By Patrick McInerney and Christoph Malan, directors at Co-Arc International Architects

Patrick McInerney, director at Co-Arc International Architects. Image credit: Co-Arc International Architects
Architecture is fundamentally important to the human experience as it frames the world in which we live. At its core, architecture is about people, about humanity and the human condition. As British prime minister Winston Churchill observed in 1944, “We shape our buildings, and afterwards, our buildings shape us.”
It stands to reason, therefore, that we approach architecture with our humanity fully engaged.
Whereas countries such as the Netherlands can demonstrate exemplary models of well-integrated social housing development and management, the world is, unfortunately, also replete with failures, from Pruitt-Igoe in St Louis, Missouri; the Komtar Tower in Malaysia; Cabrini-Green in Chicago; Pink Houses in Brooklyn or the infamous Grenfell Tower in London.

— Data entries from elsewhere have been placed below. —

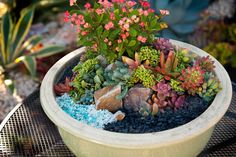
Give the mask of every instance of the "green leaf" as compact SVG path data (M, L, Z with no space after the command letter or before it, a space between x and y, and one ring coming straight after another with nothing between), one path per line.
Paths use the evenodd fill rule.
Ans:
M65 50L65 47L62 47L62 46L56 46L56 45L46 46L37 52L31 53L30 56L43 58L43 57L48 57L48 56L52 56L57 53L63 52L64 50Z
M129 34L131 37L136 37L138 32L134 28L130 28Z
M129 57L131 57L131 58L134 57L134 51L132 51L130 49L127 49L126 51L127 51Z
M114 40L119 33L120 33L120 29L116 29L116 30L112 31L109 36L109 39Z
M102 51L101 53L104 53L104 52L106 52L106 50L107 50L107 44L105 44L105 43L100 43L99 44L100 45L100 50Z
M105 31L103 32L103 34L102 34L102 39L107 38L108 35L109 35L109 31L105 30Z
M136 40L131 40L128 44L129 47L133 47L136 44Z
M26 50L31 50L33 47L35 47L36 45L38 45L40 43L40 41L42 41L43 37L42 36L38 36L38 35L34 35L32 37L30 37L27 41L24 42L22 48L21 48L21 52L26 49Z
M31 56L24 56L22 57L21 60L26 68L29 70L31 76L35 77L36 76L36 60L34 57Z
M102 30L103 30L103 27L102 26L99 26L97 29L96 29L96 32L97 32L97 35L100 37L100 35L102 34Z
M20 19L18 20L12 36L12 49L10 59L15 59L20 54L21 44L25 40L33 21L34 7L26 8L21 11Z
M6 64L9 58L9 44L10 44L9 41L11 38L11 29L12 29L11 16L10 16L10 13L7 12L2 17L2 23L1 23L1 28L0 28L1 61L3 64Z

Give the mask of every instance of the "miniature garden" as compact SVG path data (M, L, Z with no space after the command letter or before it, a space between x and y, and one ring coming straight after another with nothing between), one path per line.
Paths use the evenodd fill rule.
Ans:
M55 86L57 102L75 119L105 130L174 128L198 117L214 100L220 82L213 61L168 38L206 50L235 79L233 0L204 1L198 8L194 0L99 2L0 2L0 121L39 88L57 60L81 45L87 52ZM101 107L98 100L106 94L114 95Z
M71 1L71 6L76 6ZM80 122L108 131L171 129L202 114L221 90L214 61L154 34L168 10L147 1L99 1L64 21L86 46L71 74L54 86L59 106Z

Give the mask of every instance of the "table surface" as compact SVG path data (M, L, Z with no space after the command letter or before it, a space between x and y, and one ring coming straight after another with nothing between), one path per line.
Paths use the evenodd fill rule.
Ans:
M236 85L225 116L199 157L236 157ZM0 125L0 157L72 157L40 104L39 91L18 104Z

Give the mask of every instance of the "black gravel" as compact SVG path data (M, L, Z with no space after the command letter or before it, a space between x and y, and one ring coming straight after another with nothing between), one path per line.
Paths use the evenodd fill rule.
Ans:
M174 111L167 108L164 113L157 116L142 117L137 113L126 113L123 121L109 123L105 130L120 133L150 133L168 130L186 124L201 115L209 106L199 96L188 96L183 107Z

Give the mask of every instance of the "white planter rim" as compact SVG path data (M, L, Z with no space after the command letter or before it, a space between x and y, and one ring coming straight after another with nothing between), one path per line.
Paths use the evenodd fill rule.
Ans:
M174 45L187 48L192 52L196 52L200 56L208 55L203 50L190 44L176 40L170 41ZM196 119L179 127L154 133L126 134L96 129L77 121L65 113L56 103L53 91L55 78L58 76L60 69L63 68L66 63L69 63L72 58L79 56L81 52L84 51L84 47L77 49L54 64L44 77L40 89L41 104L47 116L59 128L62 128L74 136L80 137L82 139L119 148L145 149L150 147L163 147L165 145L167 146L189 140L202 134L209 128L214 127L214 125L223 117L230 105L232 98L231 80L224 67L215 58L210 56L215 61L216 75L221 81L223 90L217 94L208 109Z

South Africa has also failed to shine in this respect.
From the outset, the development of new South African housing policies in the 1990s buckled under the social pressure of demand, leading politicians to regard housing delivery purely as a statistical exercise. This approach has side-lined architectural and urban design professions. In spite of lip service being paid to social integration in the later ‘Breaking New Ground’ housing policy, the settlements that continue to be developed across South Africa remain a sprawl of carelessly designed and built, anonymous, disconnected and sterile huts.
If the pressure to deliver housing by numbers was meant to prevent South Africa from spinning into revolution, some might argue that the country’s highly unequal society puts us on the verge of just such a revolution today; one fuelled in part by the lack of respect afforded to many South Africans in the design, development and management of their living environments.
Image vs identity
When architecture loses its focus on humanity, and the particular social and physical context, the process becomes more about image than identity. This is highly problematic and, to a certain extent, a great deal of the commercial architecture around South Africa has certainly fallen foul of that search for image while neglecting the community, the pedestrian and the liveability of the space.
A remarkable project from Urban-Think Tank, a global interdisciplinary design practice, shows us that architecture and humanity can effectively merge to create something truly special. The Empower Shack project found a home in Khayelitsha, Cape Town under the watchful eye of local architects Design Space Africa. The concept is simple: Develop a new open-source housing prototype and urban plan which could be a model for informal settlement upgrading across South Africa. Using the existing footprint of the shack and working closely and transparently with residents and city planners, structures are built using local labour and materials according to architectural principles focused on creating homes, not just houses.